If a,b,n are integers..how could you solve:

$$x^{n}+a=mod(b)$$ n>0 and integer..

If possible please put an "step by step" example..i have managed to solve the linear congruence

$$ax=bmod(c)$$ but i don't know how to solve "upper" congruences..thanks.

 

[CRGreathouse]

I really don't know what you're asking. I presume the question you've already solved is $$ax\equiv b\pmod c$$ but I'm not sure what your first is. Depending on what you mean, you might be able to use reciprocity.

 

[lokofer]

i know how to solve for n=1 then i would like to know how to solve the special case y proposed...

- By the way...are not there "approximate" or numerical method to calculate the set of the solutions?..

 

[matt grime]

If you can solve for any x other than 1 (or 2) easily then you've just proven RSA easy to break. Come on, Jose, think for a second before posting a question: taking roots mod c is hard, and that's the whole point of RSA.

 

[lokofer]

- I don't know why is the "congruence" $$x^{n}=amod(b)$$ for n>1 in fact it's nothing but a Monomial..you could calculate all the roots of $$x^{n}-a=0$$ easily and from this find a solution...

 

[matt grime]

Then why don't you 'just do it'? You really ought to get straight in your mind what a function is, what an algorithm to find a value of said function is, and what you consider to be a reasonable cost for carrying out the algorithm, and then state what that is.

 

[HallsofIvy]

i know how to solve for n=1 then i would like to know how to solve the special case y proposed...

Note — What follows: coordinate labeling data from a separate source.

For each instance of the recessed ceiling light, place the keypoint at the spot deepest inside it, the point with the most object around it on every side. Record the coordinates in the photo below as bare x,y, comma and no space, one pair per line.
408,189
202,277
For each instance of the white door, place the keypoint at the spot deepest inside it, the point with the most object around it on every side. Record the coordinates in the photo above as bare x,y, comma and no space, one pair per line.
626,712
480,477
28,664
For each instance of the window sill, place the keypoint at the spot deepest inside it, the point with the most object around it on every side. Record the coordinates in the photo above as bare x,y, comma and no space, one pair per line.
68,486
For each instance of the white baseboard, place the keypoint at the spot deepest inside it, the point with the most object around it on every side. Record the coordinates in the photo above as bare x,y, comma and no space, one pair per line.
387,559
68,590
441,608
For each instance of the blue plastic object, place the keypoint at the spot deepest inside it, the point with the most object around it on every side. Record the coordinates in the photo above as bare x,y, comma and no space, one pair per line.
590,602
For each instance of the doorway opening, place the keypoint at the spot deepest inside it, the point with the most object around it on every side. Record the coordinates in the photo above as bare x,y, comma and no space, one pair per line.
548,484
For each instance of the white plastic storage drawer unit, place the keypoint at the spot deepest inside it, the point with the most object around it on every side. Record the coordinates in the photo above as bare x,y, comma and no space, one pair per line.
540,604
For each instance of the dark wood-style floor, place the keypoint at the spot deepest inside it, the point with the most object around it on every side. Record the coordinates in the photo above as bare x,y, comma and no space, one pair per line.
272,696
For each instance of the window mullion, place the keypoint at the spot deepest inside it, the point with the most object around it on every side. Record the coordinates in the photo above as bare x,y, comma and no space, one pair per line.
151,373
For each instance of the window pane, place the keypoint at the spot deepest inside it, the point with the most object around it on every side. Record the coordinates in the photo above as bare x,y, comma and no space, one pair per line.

- By the way...are not there "approximate" or numerical method to calculate the set of the solutions?..

What would be an "approximation" to an integer?

 

[lokofer]

-For example "Hallfosftivy"..a solution to the (general ) congruence:

$$f(x)=amod(x)$$ (for example) is the solution to the "equation" (non-linear) in the form:

$$[\frac{f(x)-a}{x}]-\frac{f(x)-a}{x}=0$$ or if we define the function:

$$<x>=x-[x]$$ where "[x] " is the floor function then:

$$<\frac{f(x)-a}{x}>=0$$ so from this you could calculate all the "roots" (integers) and solution to the initial congruence...

 

[matt grime]

Go on then. Do it. Show that it's better than a simple exhastive search through phi(c) options, (or c-1 if you don't know the factorization of c).